Tuesday, February 26, 2019

Self-Abandonment And Self-Validation

The media has a way of deluding us into believing certain things which aren't true. Because of romance novels and movies, many people have come to believe that having someone by their side is the key to happiness in life. They feel as though they are incomplete without a boyfriend/girlfriend, and they spend their whole lives searching for that one person, that one piece of the puzzle that is their heart in order to feel happy, but usually end up in unsatisfying relationships with narcissists or Love Avoidant individuals. The idea of destiny, and having a soulmate out there is, without a doubt, a beautiful fantasy. Unfortunately, reality doesn't work like that, and the fact of the matter is that, in order to have satisfying relationships, you need to have a satisfying relationship with yourself first, because our relationships are our mirrors.
So how can we escape the seemingly endless cycle of seeking love outside of ourselves? The answer to that is to start validating yourself, and the best way to do that is to take a moment to self-reflect every day, at the very least ten to fifteen minutes.
During those ten to fifteen minutes sit down, with no distractions whatsoever, and ask yourself:

1. What is it about my hobbies that gives me fulfillment, and why am I proud of myself for spending time on them?

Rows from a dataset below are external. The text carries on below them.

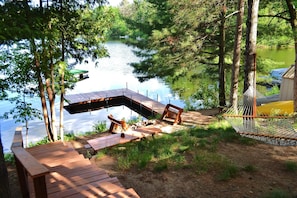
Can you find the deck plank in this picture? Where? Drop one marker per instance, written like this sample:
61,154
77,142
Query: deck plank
72,175
110,140
138,99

2. What is it about my personality traits that make me proud of myself? If you are a determined person who never gives up, what is it about that aspect of your personality that you like?

3. What is it about my achievements that I am proud of?

Many people aren't fortunate to have grown up with parents who validated their worth, rather, they were made to feel invisible, and as a result, when they grow up, they go on a search for that one person who could give them the unconditional love they felt they never got. Sadly, they usually end up with people who abandon them the way their parents abandoned them, and the way they abandon themselves. Luckily, as someone who has been through similar experiences and overcame them, I can promise you that, as long as you are determined to heal your wounds, it's never too late to become who you were meant to be.

Alexis

Sunday, February 24, 2019

The Power Of Gratitude

Nowadays, because of social media, we are bombarded with images of people who seem to have it better than we do in life. Often we will see someone who's getting married, while we still haven't had any luck in finding the one, or perhaps that former classmate of ours might be far ahead in the game of life than we are. These kinds of images can be a source of poison for our mental health, and often, it's difficult not to feel envious of them. We don't choose to feel this way, and it's just our mind's way to motivate us to do better, but is there a way to feel content when we take in the success of others? Luckily for you, there is! By expressing gratitude for the things we already have, we can avoid intoxicating ourselves with envy. One way to do this is by keeping a gratitude journal, but even just taking five minutes every day thank the universe for the things you already have can bring you a sense of inner peace most would love to have.
Here's something I want to you to try out. Pick a piece of paper, and pick five things you're grateful for. After you've thought out what you're grateful for, write down WHY you are grateful for what you have. If you feel jealous when you see that someone has a boyfriend/girlfriend, then think about the kind of love that you already do have in your life, and ask yourself, why am I grateful for having this kind of love in my life? Here's an example:

1. I am grateful for having a roof over my head, since there are other people less fortunate than I am who don't even have a place to keep them safe from the rain.

2. I am grateful for the friends and family that I have, since they are my support system, and not everybody is lucky to have people who care about them the way they do with me.

3. I am grateful for the health that I have, since not a lot of people are lucky to be this healthy.

Gratitude is the antidote to envy, and it's also one of the keys to fulfillment in life. By expressing gratitude you fill in a hole in your heart that begs you to look for fulfillment outside of yourself by either encouraging you to be materialistic or seeking validation from others.